All Products
Search
Document Center

Function Compute:Build a text-to-image service with ComfyUI and SD/FLUX using Function Compute

Last Updated:Sep 05, 2025

This topic describes how to quickly build a text-to-image service using a ComfyUI + SD/FLUX image and the GPU function feature of Function Compute.

Solution overview

You can quickly build a text-to-image service with Alibaba Cloud Function Compute in two steps:

  1. Choose a public image, or build and push a custom image.

    You can either use a public ComfyUI + SD/FLUX image or build a custom image and push it to an image repository in Alibaba Cloud Container Registry.

  2. Create a GPU function.

    Create a GPU function in Alibaba Cloud Function Compute based on the image. After the function is created, the system provides a domain name that serves as the endpoint for your text-to-image service.

After you complete these steps, your text-to-image service is deployed. Users can access the service over the internet or an internal network. To access the function from a browser, you must configure a custom domain name for the function.
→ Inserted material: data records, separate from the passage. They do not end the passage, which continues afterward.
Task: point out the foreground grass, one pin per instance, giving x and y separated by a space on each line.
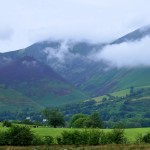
62 147
131 133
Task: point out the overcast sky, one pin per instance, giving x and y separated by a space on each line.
24 22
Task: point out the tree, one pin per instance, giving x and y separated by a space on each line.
94 121
74 120
7 124
19 135
54 117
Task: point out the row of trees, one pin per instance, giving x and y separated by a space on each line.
55 118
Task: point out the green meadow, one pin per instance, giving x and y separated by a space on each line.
130 133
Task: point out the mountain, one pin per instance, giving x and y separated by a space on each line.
72 62
134 36
28 80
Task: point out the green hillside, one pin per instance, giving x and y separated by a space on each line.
116 80
12 100
129 107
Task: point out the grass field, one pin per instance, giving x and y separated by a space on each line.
131 133
72 147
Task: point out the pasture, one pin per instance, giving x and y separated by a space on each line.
130 133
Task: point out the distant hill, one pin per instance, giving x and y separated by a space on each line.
27 81
71 61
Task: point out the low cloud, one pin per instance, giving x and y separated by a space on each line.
61 53
5 33
127 54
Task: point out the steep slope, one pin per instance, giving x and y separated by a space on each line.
37 82
71 60
134 36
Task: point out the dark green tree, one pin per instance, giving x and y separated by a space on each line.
75 120
94 121
54 117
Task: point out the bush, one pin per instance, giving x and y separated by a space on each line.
19 135
37 140
94 137
117 136
7 124
3 139
48 140
146 138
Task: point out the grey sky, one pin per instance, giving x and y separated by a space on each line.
24 22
Step 1: Build a text-to-image service using Alibaba Cloud Function Compute

Image building and acceleration

Public image: You can use an existing public ComfyUI + SD/FLUX image for a quick and easy setup.

Custom image: You can build a custom image to meet your specific needs and optimize the user experience and performance.

  1. Prepare a Dockerfile

    When you build the image, follow the installation instructions in the README.md file of the ComfyUI project. Because ComfyUI depends on Python, choose a suitable Python image as the base image. You can obtain Python images from public image repositories such as Docker Hub. The following code provides a sample custom image.

    # Dockerfile
    FROM python:3.10
    
    # Install system dependencies
    RUN apt-get update && apt-get install -y \
        git \
        wget \
        && rm -rf /var/lib/apt/lists/*
    
    WORKDIR /app 
    
    # Clone the ComfyUI repository
    RUN  git  clone  https://github.com/comfyanonymous/ComfyUI.git
    
    WORKDIR /app/ComfyUI
    
    # Accelerate Python dependency package downloads
    RUN pip config set global.index-url https://mirrors.cloud.aliyuncs.com/pypi/simple
    RUN pip config set global.index-url https://pypi.tuna.tsinghua.edu.cn/simple
    RUN pip config set install.trusted-host mirrors.cloud.aliyuncs.com
    
    # Install PyTorch (NVIDIA CUDA version by default, modify as needed)
    RUN pip install torch==2.5.0+cu124 torchvision==0.20.0+cu124 torchaudio==2.5.0 --index-url https://download.pytorch.org/whl/cu124
    
    # Install project dependencies
    RUN pip install -r requirements.txt
    
    # Expose the service port
    EXPOSE 8188
    
    # Startup command
    CMD ["python", "main.py"]
  2. Accelerate image downloads

    1. If access to the public image repository is slow, you can configure Docker's registry-mirrors to increase the download speed. For example, on a Linux system, edit the /etc/docker/daemon.json file and add or modify the following configuration.

      {
          ......
          "registry-mirrors": [
              "https://docker.nju.edu.cn",
              "https://dockerproxy.com",
              "https://docker.mirrors.ustc.edu.cn",
              ......
          ]
      }
    2. Reload the file and restart Docker for the changes to take effect.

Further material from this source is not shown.